Nokta .
Ülkemizde bir soyağacı çılgınlığı yaşanıyor günlerdir. E-devlete bakmayanın hatrı kaldı, site kaç kez kilitlendi. Kiminle görüşsek ben şuralı çıkmışım, buralıymış, atalarımız şunlardanmış muhabbeti dönüyor. Bir heves, bir heyecan güzel tabi. Siteye girenlerin yarısından fazlasının gevezelik olsun diye girdiğini düşünüyorum.
Çünkü soyağacının köklerine değil de, en son yapraklarına bakıyorum. Bugünümüze yani... Ciddi tezat var. Her semte bir huzurevi açılıyor, kimse kendi yaşlısına gönüllü bakmıyor, “annem evini abime/ablama verdi, o bakıyor şimdi” diyen çok insanla karşılaştım. Anana babana bakmak için ya evini alacaksın elinden, ya emeklisini, üç aylığını yiyeceksin. Yoksa yok, kardeşim baksın...

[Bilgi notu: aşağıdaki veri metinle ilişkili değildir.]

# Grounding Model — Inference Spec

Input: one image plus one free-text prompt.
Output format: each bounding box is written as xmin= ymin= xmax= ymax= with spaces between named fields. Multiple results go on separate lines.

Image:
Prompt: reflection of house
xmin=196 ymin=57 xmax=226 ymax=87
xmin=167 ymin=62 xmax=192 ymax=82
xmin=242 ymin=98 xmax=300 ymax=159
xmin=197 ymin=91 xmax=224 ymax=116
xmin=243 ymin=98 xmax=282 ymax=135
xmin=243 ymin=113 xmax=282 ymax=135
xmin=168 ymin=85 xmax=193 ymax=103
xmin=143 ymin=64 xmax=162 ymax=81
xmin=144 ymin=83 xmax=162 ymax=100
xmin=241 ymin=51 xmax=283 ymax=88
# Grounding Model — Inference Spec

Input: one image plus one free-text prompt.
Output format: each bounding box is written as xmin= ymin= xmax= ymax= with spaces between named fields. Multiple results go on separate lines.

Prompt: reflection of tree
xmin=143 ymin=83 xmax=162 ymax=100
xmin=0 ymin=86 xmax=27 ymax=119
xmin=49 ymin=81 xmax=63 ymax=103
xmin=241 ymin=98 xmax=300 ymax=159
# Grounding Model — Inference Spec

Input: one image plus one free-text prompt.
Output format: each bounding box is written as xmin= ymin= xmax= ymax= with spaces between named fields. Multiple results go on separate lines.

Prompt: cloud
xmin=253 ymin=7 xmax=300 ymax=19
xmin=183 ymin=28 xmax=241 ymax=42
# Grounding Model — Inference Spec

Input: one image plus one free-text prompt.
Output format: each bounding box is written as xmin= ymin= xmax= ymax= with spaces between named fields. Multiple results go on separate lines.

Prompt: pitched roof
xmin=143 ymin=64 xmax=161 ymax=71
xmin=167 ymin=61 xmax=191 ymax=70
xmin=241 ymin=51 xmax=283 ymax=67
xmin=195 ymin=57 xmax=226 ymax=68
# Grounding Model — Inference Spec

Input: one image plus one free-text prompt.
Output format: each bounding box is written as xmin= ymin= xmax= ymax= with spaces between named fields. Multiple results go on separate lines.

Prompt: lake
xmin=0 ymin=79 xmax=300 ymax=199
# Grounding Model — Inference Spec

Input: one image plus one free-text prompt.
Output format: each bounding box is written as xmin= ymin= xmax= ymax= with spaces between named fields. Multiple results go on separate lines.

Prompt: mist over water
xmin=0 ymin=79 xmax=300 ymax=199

Sonra bakıyorum aynı şehirde yaşayan iki kardeş birbirini bayramdan bayrama görüyor. Ne güzel akrabalık bağları var dediğim o kadar az aile var ki... Dillerde hep yengem onu dedi, görümcen bunu dedi, abimlerle on yıl oldu konuşmuyoruz muhabbetleri... Sonra, “Biz aslında şuralıyız ama hiç gitmedik” gibi sözlerle, açıldığı gibi kapanan memleket sohbetleri...
Herkes İstanbullu, herkes Ankaralı, herkes İzmirli... Herkes reis, hiç kızılderili yok maşallah. E sen daha yaşayan akrabalarınla nereden akraba olduğunu bilmiyorsun, doğup büyüdüğün şehre gitmiyorsun, kendi kuzenlerinle, kardeşlerinle bayramdan bayrama görüşüyorsun; akraba değil akbaba bunlar gibi acı sözler ediyorsun naaaapcaksın şekerim Allah aşkına dedenin dedesinin dedesinin memleketini, kaç kuşak ötedeki akrabalarını?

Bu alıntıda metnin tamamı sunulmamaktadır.